How to compile, link and use a C++ extension

Started by jacques kleinover 10 years ago7 messages
#1jacques klein
jacques.klei@googlemail.com

Hello, I want to write a "BackgroundWorker" in C++ (have lots of C++
code and libs to reuse).

I found " 35.9.13 Using C++ for Extensibility " in the 9.3/4
documentation who says it's possible and gives some guidelines for
source-code writing.
Compiling is not too difficult if one understands this chapter.

However I coudn't find any doc. about how to solve the problem of
linking C++ code and libs into the .so of my extension,
and nothing to solve the runtime-loading problem of the c++ specific .so
files ( for ex. to make work a simple usage std::string )

I started my tests by cloning the contrib/worker_spi code, and when
transforming the code into C++, I could only note that C++ is not
supported in the provided Makefiles.

I also found some rather old (2008) message in this mailing list which
addresses the same subject:
/messages/by-id/4938E5ED.60102@acm.org:
Mostly Harmless: Welcoming our C++ friends
with patches that didn't reach their way into the source-distrib , I guess.

Is there something more actual about this subject that could help ?.

Jacques K.

#2Andres Freund
andres@anarazel.de
In reply to: jacques klein (#1)
Re: How to compile, link and use a C++ extension

Hi,

On 2015-08-14 18:38:36 +0200, jacques klein wrote:

However I coudn't find any doc. about how to solve the problem of linking
C++ code and libs into the .so of my extension,
and nothing to solve the runtime-loading problem of the c++ specific .so
files ( for ex. to make work a simple usage std::string )

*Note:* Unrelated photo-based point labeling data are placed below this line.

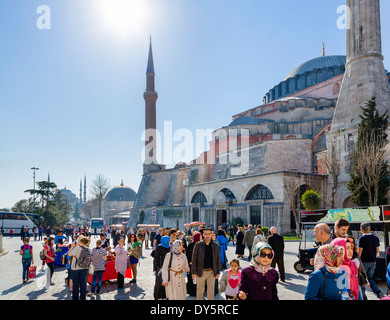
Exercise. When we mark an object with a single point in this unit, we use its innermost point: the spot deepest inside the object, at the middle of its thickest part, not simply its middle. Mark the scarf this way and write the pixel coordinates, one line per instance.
(327, 256)
(255, 263)
(175, 247)
(349, 267)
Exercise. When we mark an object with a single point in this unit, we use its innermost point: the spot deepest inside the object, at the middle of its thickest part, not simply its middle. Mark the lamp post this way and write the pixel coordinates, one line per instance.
(34, 168)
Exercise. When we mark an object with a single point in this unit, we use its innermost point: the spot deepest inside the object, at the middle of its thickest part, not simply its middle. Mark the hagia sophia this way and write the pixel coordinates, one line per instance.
(313, 109)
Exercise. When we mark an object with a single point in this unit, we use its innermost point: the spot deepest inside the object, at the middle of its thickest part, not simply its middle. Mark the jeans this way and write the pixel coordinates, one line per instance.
(79, 284)
(97, 279)
(26, 264)
(369, 267)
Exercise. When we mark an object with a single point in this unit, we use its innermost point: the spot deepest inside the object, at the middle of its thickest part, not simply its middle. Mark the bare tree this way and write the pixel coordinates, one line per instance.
(333, 166)
(100, 186)
(370, 163)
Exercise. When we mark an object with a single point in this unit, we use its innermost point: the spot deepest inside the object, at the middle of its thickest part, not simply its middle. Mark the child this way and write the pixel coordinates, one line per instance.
(258, 280)
(27, 257)
(43, 261)
(230, 280)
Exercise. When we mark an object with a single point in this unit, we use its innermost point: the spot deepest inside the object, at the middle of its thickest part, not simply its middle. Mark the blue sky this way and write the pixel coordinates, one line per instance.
(71, 98)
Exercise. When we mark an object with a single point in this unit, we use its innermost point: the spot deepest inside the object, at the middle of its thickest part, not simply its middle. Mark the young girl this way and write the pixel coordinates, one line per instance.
(258, 281)
(230, 280)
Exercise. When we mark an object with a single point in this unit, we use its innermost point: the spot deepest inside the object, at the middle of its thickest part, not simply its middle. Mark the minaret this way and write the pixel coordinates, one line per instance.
(85, 188)
(365, 74)
(364, 78)
(150, 96)
(81, 191)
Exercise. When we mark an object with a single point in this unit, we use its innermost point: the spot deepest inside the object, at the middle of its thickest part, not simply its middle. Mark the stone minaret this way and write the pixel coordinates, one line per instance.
(364, 78)
(150, 96)
(365, 74)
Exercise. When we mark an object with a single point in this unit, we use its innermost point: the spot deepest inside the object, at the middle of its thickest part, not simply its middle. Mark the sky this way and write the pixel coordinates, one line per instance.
(72, 77)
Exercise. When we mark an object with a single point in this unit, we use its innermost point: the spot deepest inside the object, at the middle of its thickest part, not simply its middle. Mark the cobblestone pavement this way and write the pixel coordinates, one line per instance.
(12, 288)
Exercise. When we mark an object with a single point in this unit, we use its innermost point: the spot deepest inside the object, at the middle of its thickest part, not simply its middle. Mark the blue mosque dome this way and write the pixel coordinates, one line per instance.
(306, 75)
(318, 64)
(121, 193)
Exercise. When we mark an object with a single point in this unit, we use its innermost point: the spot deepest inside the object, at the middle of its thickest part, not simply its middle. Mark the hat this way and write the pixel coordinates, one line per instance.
(165, 241)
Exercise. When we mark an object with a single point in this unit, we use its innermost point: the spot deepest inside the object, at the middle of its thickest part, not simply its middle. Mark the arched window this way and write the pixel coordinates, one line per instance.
(199, 197)
(259, 192)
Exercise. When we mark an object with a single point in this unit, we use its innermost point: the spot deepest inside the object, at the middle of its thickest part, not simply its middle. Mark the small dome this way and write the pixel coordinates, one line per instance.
(121, 193)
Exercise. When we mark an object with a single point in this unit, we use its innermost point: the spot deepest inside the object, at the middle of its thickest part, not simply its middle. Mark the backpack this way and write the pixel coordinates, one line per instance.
(42, 255)
(84, 259)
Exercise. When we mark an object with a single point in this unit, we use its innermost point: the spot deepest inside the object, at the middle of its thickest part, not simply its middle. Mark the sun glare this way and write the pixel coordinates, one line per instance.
(122, 16)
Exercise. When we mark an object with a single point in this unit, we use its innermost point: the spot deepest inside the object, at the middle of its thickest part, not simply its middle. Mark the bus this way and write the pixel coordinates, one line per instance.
(16, 221)
(98, 224)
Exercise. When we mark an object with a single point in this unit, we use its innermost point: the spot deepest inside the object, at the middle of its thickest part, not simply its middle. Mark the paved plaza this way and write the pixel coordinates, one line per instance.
(12, 288)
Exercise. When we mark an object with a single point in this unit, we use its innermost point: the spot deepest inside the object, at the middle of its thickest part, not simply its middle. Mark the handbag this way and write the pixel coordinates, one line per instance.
(32, 272)
(91, 269)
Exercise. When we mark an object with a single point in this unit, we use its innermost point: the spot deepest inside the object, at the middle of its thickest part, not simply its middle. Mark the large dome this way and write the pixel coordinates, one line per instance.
(121, 194)
(318, 63)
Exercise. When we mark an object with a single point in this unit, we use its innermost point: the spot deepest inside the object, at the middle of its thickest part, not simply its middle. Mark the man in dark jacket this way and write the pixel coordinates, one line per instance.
(206, 265)
(277, 243)
(159, 255)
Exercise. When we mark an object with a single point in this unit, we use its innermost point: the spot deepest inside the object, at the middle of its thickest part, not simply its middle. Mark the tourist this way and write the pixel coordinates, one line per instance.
(230, 280)
(324, 283)
(206, 264)
(99, 256)
(231, 234)
(368, 249)
(50, 258)
(260, 237)
(341, 227)
(81, 260)
(222, 241)
(248, 239)
(135, 250)
(362, 276)
(276, 241)
(121, 262)
(349, 266)
(175, 263)
(259, 279)
(240, 246)
(191, 287)
(26, 251)
(162, 249)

libstdc++ (or whatever your platform uses) should be automatically
loaded, I don't think you'll need to worry about that.

I started my tests by cloning the contrib/worker_spi code, and when
transforming the code into C++, I could only note that C++ is not supported
in the provided Makefiles.

Yes, that doesn't surprise me. Postgres itself doesn't need to care
about looking for a usable C++ compiler et al.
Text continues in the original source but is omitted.